Health Savings Accounts are individual savings accounts that you can use to pay for qualified health care costs tax free. An HSA provides you with a triple tax benefit. The money goes into the account tax free, comes out tax free and earns interest tax free. Plus, any unused funds rollover from year to year and continue to earn interest tax-free.
Benefits of HSA’s
HSA’s were created by the Medicare Prescription Drug Improvement and Modernization Act of 2003. This type of an account is a tax-free savings account that employees use in conjunction with a High Deductible Health Plan (HDHP) to pay for qualified medical, dental, and vision expenses.

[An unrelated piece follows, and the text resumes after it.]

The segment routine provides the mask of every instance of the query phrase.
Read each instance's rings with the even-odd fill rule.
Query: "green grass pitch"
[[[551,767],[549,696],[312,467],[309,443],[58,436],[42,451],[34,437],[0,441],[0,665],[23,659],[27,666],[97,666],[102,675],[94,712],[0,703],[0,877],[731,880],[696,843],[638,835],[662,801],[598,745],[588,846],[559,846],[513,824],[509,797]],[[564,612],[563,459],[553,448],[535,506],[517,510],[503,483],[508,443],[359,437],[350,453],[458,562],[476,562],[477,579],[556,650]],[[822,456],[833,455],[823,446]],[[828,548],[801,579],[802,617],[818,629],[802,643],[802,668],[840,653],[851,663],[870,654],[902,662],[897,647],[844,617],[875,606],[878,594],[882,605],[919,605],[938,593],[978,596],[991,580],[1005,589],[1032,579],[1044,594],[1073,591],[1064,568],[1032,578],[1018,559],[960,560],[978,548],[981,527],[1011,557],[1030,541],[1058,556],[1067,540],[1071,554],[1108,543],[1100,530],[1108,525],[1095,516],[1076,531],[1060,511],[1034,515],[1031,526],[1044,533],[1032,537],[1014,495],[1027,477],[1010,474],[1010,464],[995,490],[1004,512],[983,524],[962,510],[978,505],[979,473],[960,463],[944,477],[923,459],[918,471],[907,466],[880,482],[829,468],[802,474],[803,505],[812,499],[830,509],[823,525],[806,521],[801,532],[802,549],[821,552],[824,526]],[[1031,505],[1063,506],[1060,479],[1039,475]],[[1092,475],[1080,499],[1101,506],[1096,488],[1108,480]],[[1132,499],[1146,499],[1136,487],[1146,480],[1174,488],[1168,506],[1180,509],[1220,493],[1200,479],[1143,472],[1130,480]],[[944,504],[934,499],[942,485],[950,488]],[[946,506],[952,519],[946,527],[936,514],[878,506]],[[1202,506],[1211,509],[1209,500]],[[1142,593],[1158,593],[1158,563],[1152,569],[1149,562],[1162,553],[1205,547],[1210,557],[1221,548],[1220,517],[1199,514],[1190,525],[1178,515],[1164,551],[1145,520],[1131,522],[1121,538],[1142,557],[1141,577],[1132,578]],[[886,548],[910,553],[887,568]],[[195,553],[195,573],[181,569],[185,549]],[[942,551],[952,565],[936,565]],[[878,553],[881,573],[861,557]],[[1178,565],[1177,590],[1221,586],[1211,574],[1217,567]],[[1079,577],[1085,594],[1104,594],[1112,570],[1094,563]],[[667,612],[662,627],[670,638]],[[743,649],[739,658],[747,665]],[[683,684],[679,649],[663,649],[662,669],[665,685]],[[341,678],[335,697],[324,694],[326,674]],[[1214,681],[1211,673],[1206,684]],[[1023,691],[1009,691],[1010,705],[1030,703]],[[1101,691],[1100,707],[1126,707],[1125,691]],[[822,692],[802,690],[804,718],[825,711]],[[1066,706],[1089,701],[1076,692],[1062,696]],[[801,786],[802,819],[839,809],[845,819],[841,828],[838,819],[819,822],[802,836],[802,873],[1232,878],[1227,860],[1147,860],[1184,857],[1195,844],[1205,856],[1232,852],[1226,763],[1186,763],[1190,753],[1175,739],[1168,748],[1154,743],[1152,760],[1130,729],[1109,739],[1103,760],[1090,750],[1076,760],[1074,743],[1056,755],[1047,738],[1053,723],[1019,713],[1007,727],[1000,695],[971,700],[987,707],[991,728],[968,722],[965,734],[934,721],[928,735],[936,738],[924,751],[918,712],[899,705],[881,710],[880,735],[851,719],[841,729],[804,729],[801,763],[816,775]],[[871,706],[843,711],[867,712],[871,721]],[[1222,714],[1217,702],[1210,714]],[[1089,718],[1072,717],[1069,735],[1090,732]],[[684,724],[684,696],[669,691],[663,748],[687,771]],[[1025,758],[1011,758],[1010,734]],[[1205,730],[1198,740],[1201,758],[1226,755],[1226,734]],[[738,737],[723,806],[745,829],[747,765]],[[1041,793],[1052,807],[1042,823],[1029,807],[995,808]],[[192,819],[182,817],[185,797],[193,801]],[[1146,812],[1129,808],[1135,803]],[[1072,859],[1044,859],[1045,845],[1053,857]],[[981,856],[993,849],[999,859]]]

Employees can use their funds to help pay for these qualified out-of-pocket expenses until their deductible is met. Once the deductible is met, the employee’s insurance coverage will begin to pay and any remaining qualified out-of-pocket expenses incurred may be reimbursed through the employees HSA.
HSA’s are 100% tax deductible. Money going in and money going out is not taxed as long as it is for qualified expenses. These expenses are similar to those that qualify for flexible spending arrangements.
HSA’s are owned by the individual, not the employer. If an employee leaves the district/employer they can take the HSA funds with them or roll it over into another HSA plan. The employee can also switch insurance companies and not have to switch HSA carriers, creating a convenient and hassle free situation for the employee.
The funds in a HSA will rollover from year to year and the neat thing about these accounts is they earn tax free interest! That’s right, tax free contributions, tax free growth, and tax free distributions! Account owners can also have an investment option based on their account balance.